Friday, January 2, 2009

Vale Helen Suzman 1917- 2009


Leading South African anti-apartheid activist Helen Suzman, who for decades served as a lone voice of parliamentary dissent against white minority rule, died on Thursday at the age of 91. Full SMH article.

Amazing story. I am discovering a lot of interesting women in politics and the arts recently. Like Clara Haskil, the great 20th century pianist, or Shirley Chisholm, Geraldine Ferrera and Barbara Lee - less well known in American politics than Hilary Clinton and Condoleeza Rice.

Helen Suzman was a privileged young Jewish white woman in South Africa who dropped out of university to marry and live the good life. She then got tired of horse riding, dancing and parties, went back to university and became politicized.
From 1961 to 1974, she was the Progressive Party's sole representative and the lone liberal voice in the white-only Parliament and used her debating time to rail against forced removals, racial inequalities, the erosion of the rule of law, capital punishment, torture, censorship, police abuses and other trademarks of white minority rule.

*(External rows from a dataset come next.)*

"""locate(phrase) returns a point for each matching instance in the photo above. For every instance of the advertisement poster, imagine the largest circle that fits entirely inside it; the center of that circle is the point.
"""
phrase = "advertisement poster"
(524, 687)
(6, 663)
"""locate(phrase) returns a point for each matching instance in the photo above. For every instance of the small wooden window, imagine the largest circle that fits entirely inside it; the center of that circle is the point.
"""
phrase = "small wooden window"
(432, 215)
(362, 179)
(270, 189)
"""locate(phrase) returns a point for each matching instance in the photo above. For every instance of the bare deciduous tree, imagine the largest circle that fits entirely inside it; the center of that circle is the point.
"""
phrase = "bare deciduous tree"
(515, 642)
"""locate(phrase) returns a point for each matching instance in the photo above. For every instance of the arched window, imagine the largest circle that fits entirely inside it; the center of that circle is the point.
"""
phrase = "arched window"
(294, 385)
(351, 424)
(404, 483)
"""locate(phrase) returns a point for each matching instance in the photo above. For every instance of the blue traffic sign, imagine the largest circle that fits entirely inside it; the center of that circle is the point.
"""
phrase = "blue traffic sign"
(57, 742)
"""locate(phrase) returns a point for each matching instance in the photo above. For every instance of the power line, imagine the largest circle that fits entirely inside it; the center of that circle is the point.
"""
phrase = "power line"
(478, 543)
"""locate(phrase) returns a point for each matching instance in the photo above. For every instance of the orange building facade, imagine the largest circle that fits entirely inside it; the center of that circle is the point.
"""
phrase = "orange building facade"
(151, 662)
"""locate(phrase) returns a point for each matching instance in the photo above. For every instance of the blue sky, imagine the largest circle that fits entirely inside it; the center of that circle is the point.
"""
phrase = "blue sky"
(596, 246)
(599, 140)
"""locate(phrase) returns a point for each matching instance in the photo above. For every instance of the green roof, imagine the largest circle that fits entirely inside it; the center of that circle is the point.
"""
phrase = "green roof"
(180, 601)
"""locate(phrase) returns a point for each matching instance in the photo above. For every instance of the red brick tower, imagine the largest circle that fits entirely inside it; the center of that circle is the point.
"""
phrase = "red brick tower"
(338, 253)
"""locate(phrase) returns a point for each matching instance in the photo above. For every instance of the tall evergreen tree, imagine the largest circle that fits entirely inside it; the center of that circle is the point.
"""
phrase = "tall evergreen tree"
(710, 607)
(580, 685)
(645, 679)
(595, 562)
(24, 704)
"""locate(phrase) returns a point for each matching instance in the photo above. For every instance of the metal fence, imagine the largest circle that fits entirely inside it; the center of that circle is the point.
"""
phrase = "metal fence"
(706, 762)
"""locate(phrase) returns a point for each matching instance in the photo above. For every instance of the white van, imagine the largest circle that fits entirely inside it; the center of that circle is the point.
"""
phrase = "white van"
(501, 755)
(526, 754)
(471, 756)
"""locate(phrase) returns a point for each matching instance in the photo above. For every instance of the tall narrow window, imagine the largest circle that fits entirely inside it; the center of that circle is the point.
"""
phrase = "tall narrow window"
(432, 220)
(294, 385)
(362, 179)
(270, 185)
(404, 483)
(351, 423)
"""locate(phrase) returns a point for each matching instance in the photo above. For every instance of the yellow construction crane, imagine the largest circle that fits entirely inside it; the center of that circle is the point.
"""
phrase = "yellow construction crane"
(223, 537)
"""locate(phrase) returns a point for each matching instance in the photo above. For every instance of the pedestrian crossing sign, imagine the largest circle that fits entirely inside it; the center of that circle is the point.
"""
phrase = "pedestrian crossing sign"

Her two main targets became segregation - which saw about 3.5 million blacks removed from their homes - and the laws that allowed the state to detain political opponents without trial for 90 days.

An apartheid minister once told her in Parliament: "You put these questions just to embarrass South Africa overseas", to which she replied: "It is not my questions that embarrass South Africa, it is your answers."